Mizuna
Spokane's Quiet Overachiever Deserves More Credit
Downtown Spokane · Spokane · Innovative Northwest · Visit Website ↗
Reviewed April 9, 2026
Wingman Metrics
First Impression
The wine list at Mizuna feels like the restaurant itself — thoughtful, rooted in the Pacific Northwest, and a little more serious than the price point suggests. At $10–$16 a glass, you're not being gouged, which in 2024 is practically a love language. It's not trying to be a wine bar, but it's clearly trying.
Selection Deep Dive
Washington State anchors this list properly, with producers from Patterson, Walla Walla, Columbia Valley, Yakima, and Richland all showing up. Isenhower's GSM, Tenet's 'The Pundit' Syrah, and Bookwalter's 'Readers' red blend give it real regional credibility — these aren't grocery store fillers. Italy and New Zealand add enough range to keep things interesting, and a 2017 Semillon from Locus in Yakima tells you someone on staff actually cares. The California contingent — Oberon Napa Cab and Rodney Strong Knights Valley — feels a little safe, but it's there to keep the Cab dads happy, and that's fine.
By the Glass
Nine-plus by-the-glass options is solid for a restaurant of this size, and the range spans rosé, white, and red without doubling down on obvious crowd-pleasers. The Grosgrain Grenache Blush from Yakima and the Locus Semillon are the most interesting pours on the BTG list — the rest skew more accessible. No rotating program that we could find, which is the one missed opportunity here.
GSM Isenhower, Walla Walla, WA, 2022 — $16
Isenhower is a serious Walla Walla producer making structured, food-friendly GSM blends. Getting this by the glass at $16 is genuinely good value — the kind of wine that costs $35–$45 at retail and drinks better than its price suggests.
Semillon Locus, Yakima, WA, 2017
Semillon is criminally underordered, and most people walk right past it. Yakima Valley makes some of the best Semillon outside of Bordeaux and Hunter Valley, and a 2017 with a little bottle age is exactly what you want.
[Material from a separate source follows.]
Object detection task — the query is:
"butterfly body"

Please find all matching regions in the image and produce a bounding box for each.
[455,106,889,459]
Most tables will order the Cloudy Bay and miss this entirely.
Pinot Noir Oyster Bay, New Zealand
Oyster Bay is a perfectly fine supermarket wine — you can grab it at Safeway on the way home for $12. Ordering it at a restaurant with actual Washington Pinot options on the list is a missed opportunity and not worth the markup.
Tenet Wines 'The Pundit', Patterson, WA, 2020 + Steamed Clams
The Pundit is a Rhône-style Syrah with enough savory, briny depth to hold its own against the clams without bulldozing the broth. It's an unconventional pairing that works precisely because both have that umami-forward, slightly funky quality going on.
✔️ The Bottom Line
Mizuna isn't a destination wine list, but it's doing the right things — fair prices, genuine Northwest representation, and a few bottles that reward the curious drinker. If you're in downtown Spokane and want a real glass of wine with your dinner, this is where you go.